Am Wochenende wurde bekannt, dass Google mittlerweile über eine Billion eigenständige URLs gefunden hat. Allerdings würden längst nicht alle indexiert, schreibt die US-Tageszeitung San Francisco Chonicle, schätzungsweise 30 Milliarden bis 50 Milliarden Websites habe Google in seinem Index, während – das bisher auf Englisch spezialisierte – Cuil nach eigenen Angaben auf 120 Milliarden kommt.

Für Datenschützer bedeutender mag ein weiterer Unterschied zwischen Cuil und Google sein: Anders als der große Rivale speichert der Neuling keine Nutzerdaten. Sie wollten das Web analysieren, nicht die Nutzer, lautet das Motto der Betreiber. Dementsprechend kurz sind die Datenschutzrichtlinien, die auch einen Hinweis auf Cookies enthalten. Diese dienten lediglich dazu, die Vorlieben der Nutzer festzuhalten, die damit übertragenen Informationen würden nicht auf den Cuil-Servern gespeichert.

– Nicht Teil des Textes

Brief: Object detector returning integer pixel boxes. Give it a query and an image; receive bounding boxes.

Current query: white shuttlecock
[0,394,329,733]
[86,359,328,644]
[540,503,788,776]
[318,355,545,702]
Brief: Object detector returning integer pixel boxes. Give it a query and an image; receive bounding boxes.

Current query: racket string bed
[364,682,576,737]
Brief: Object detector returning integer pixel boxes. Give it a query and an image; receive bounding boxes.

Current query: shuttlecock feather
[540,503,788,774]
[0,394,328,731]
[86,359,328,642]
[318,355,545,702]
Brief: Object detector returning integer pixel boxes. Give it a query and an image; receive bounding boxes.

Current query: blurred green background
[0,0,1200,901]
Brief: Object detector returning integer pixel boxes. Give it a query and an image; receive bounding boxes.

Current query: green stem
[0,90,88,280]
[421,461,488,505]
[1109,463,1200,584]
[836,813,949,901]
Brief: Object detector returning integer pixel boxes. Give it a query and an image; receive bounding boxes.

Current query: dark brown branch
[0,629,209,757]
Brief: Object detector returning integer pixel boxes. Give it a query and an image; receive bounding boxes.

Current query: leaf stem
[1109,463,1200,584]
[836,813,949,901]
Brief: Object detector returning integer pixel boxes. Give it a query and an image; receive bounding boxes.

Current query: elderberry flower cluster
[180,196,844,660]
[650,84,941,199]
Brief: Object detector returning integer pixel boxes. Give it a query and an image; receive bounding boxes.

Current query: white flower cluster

Cuil gibt die Suchergebnisse nicht als eine Liste von Links und kurzen Stichworten aus, sondern zusammen mit einem kurzen Text und Bild präsentiert in Spalten. Die Betreiber nennen das "organized results", die Präsentation in Spalten sei besser lesbar. Dazu wird auf der Ergebnisseite ein Kasten mit Kategorien gezeigt, durch die die Fundstellen weiter eingegrenzt werden können. Die Suchergebnisse würden nicht nach Popularität sortiert, sondern nach ihren Inhalten.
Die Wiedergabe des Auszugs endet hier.